Senate President and senior Hiba Ahmed lays the initial blame for the problems on a lack of Senate records.
“I don’t think there are standing records of theme housing of the past, or even currently. I think it would be great if we could sit down and get all of those details completely stored electronically. Better storage of the data collected on the houses [and] the standings whether it be theme, long-standing [or] cultural will all really help that process.”
Selection processes for theme housing is divided half and half between the applications and interviews conducted with the house candidates and a campus-wide vote to gauge interest in each house. So while Harambee House performed well in the vote, the Campus Life committee was dissatisfied with the other 50 percent.
“We realized that we as a committee, although Harambee has a positive standing with the campus, we could not let them slide,” Liao said, citing a poor application, too few members signed up for the house and lack of attendance at at interview as reasons for their rejection.
Ahmed envisions a more consistent plan of how to operate house selections in the coming winter to avoid future problems.
“I think there was a lot of confusion year by year under different chairs for how the process for theme housing will be taken care of.

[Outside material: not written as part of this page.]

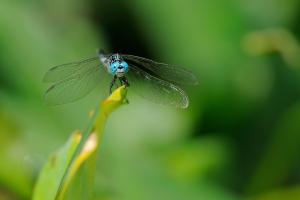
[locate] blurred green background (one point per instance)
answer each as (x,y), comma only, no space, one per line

I think if we get that information out as soon as possible … people will know how it’s going to go and then we can follow those [guidelines] as strictly as possible.”
Ahmed also hopes to give candidates more time to state their case for their house,
“I know right now there is just one interview process, and I just don’t think that’s enough.” She encourages candidates to table and poster for their houses so campus is aware the process is occurring and so they may rally support behind their ideas.
Theme housing starts anew in the first week of winter term. Liao hopes to host an event soon so interested groups may discover what is permissible as a theme house and how applying works to make this year’s process smoother and more satisfactory for candidates and Senate members alike.